Coronado, souvent le seul Français du groupe, est probablement celui qui doit s’adapter le plus aux changements de configuration, devant parfois mettre un bémol à ses riffs rageurs. Pourtant, il trouve en Daisy le compère idéal lorsque la situation est propice, notamment quand la tonalité penche vers le rock. Sinon, il crée des climats qui pourraient trouver une parenté chez John Abercrombie ou, à l’image d’un peintre, il appose des touches à la finition d’un tableau.
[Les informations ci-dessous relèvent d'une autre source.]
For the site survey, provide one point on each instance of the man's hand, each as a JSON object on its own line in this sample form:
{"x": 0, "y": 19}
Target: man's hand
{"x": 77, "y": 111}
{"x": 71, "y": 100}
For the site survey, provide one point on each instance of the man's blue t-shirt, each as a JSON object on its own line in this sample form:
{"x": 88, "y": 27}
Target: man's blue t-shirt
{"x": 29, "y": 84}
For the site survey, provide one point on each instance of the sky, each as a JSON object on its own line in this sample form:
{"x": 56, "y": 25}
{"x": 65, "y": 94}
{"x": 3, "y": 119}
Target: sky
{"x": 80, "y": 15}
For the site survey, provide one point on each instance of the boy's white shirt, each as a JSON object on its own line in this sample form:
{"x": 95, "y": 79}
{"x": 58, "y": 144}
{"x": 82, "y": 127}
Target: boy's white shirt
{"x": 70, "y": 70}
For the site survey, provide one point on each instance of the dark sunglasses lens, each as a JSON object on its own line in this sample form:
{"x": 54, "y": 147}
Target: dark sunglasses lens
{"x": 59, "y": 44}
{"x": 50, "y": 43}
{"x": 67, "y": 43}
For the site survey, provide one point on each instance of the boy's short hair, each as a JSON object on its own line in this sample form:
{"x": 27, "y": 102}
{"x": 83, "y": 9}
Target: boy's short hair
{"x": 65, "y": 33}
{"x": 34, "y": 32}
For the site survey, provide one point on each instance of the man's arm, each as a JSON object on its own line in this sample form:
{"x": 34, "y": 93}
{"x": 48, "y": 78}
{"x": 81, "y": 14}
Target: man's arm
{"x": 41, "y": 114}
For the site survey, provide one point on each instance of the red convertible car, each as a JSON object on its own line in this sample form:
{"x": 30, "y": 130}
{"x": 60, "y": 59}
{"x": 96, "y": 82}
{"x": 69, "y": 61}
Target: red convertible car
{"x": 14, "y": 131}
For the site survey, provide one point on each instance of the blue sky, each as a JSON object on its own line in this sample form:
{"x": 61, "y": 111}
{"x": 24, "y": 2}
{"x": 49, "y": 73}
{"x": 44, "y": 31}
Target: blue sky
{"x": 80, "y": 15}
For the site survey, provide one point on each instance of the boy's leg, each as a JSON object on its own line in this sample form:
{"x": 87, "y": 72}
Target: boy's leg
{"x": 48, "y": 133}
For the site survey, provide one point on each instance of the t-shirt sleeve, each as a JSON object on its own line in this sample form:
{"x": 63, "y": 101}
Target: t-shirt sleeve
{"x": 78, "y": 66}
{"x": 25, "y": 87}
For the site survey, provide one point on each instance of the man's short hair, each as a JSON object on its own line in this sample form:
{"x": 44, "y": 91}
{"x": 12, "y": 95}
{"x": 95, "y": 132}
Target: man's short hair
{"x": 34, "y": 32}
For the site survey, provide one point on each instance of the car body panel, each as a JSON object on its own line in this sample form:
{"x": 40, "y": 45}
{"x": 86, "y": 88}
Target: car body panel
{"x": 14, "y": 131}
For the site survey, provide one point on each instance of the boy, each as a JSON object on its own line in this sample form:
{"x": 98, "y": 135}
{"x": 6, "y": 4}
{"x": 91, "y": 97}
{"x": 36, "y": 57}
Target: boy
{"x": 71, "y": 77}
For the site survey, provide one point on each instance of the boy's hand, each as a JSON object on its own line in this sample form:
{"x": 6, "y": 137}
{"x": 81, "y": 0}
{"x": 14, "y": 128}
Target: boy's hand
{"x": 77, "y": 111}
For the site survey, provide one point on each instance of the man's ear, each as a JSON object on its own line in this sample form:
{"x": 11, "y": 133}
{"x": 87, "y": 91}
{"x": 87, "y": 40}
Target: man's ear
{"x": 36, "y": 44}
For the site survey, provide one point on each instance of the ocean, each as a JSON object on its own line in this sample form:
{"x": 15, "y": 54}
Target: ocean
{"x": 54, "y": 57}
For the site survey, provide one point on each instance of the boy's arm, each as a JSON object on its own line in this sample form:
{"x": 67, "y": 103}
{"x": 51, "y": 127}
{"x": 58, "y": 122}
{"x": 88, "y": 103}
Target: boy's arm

The Bridge #2.7 @ The Bridge

Tim Daisy est à l’aise dans toutes les situations – passant facilement du percussionniste affairé au pourvoyeur de tempos. Il peut en alternance donner le ton et répondre aux orientations données par les autres musiciens. En mode hyperactif avec ses petits instruments de percussion, il apporte un foisonnement d’idées. Mais surtout, le batteur sait poser des fondations sur lesquelles tout le monde peut se reposer et se positionne en lien privilégié entre les membres du groupe.

Emilie Lesbros qui ne devait être qu’une invitée est parachutée comme membre à part entière de la formation afin de combler l’absence de Rafaelle Rinaudo. Si son arrivée change la teneur des débats, les autres musiciens sont disposés à l’intégrer au mieux. Elle invente des phrases dans le feu de l’action – en français, en anglais, en polonais ou en sango, une langue de la République centrafricaine. Bien entendu, elle produit également des sons propres (« son charabia ») avec un phrasé qui trahit souvent un intérêt pour le mélodieux ou un souci de l’esthétique.

Ce voyage musicalement stimulant avec un public au rendez-vous aura rassuré les organisateurs qui peuvent repartir sur de bonnes bases vers de nouvelles aventures.